Can we build machines capable of human-like inference about facts related to a defined knowledge domain? The struggle is ongoing for decades now, and it is perceived to be an important AI target. The Task 9 – R2VQ - Competence-based Multimodal Question Answering – of the International Workshop on Semantic Evaluation (SemEval) 2022 takes a step forward. This year, Samsung R&D Institute Poland (SRPOL) won the first place in the task, beating the competitors with a large margin.
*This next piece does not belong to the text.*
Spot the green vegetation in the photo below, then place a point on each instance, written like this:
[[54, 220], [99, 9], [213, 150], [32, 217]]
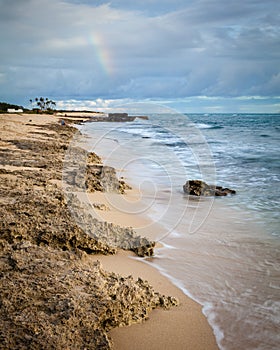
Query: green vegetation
[[43, 104], [4, 106]]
SemEval is a renowned series of international natural language processing (NLP) research workshops whose mission is to advance the current state of the art in semantic analysis in a range of increasingly challenging problems in natural language semantics. The results presentation is hosted by the Association for Computational Linguistics (ACL) conference, which is, as the premier international scientific and professional society, devoted to people working on computational problems involving human language.

The motivation of this year's Task 9 was to create a competence-based question answering (QA) solution, designed to involve rich semantic annotation and aligned text-video objects. It is based on the intuition that textual and visual information are complementary for each other for semantic reasoning.

The Competence-based Multimodal Question Answering task is querying how well a system comprehends the semantics of cooking recipes derived from a collection of texts and videos, and requires demonstrating a kind of understanding of how the knowledge is applied. When viewed over a conceptual domain, this constitutes a competence. Such competence-based evaluation can be seen as applying operational knowledge that a system has for a conceptual domain. This is aimed to be reflective of linguistic and cognitive competencies that humans have when speaking and reasoning.

The winning solution was built as a hybrid system. One part of it was a combination of Reading Comprehension methods utilizing Deep Contextual Language Models with Transfer Learning; the other part was rule-based, to process highly structured data provided by task organizers.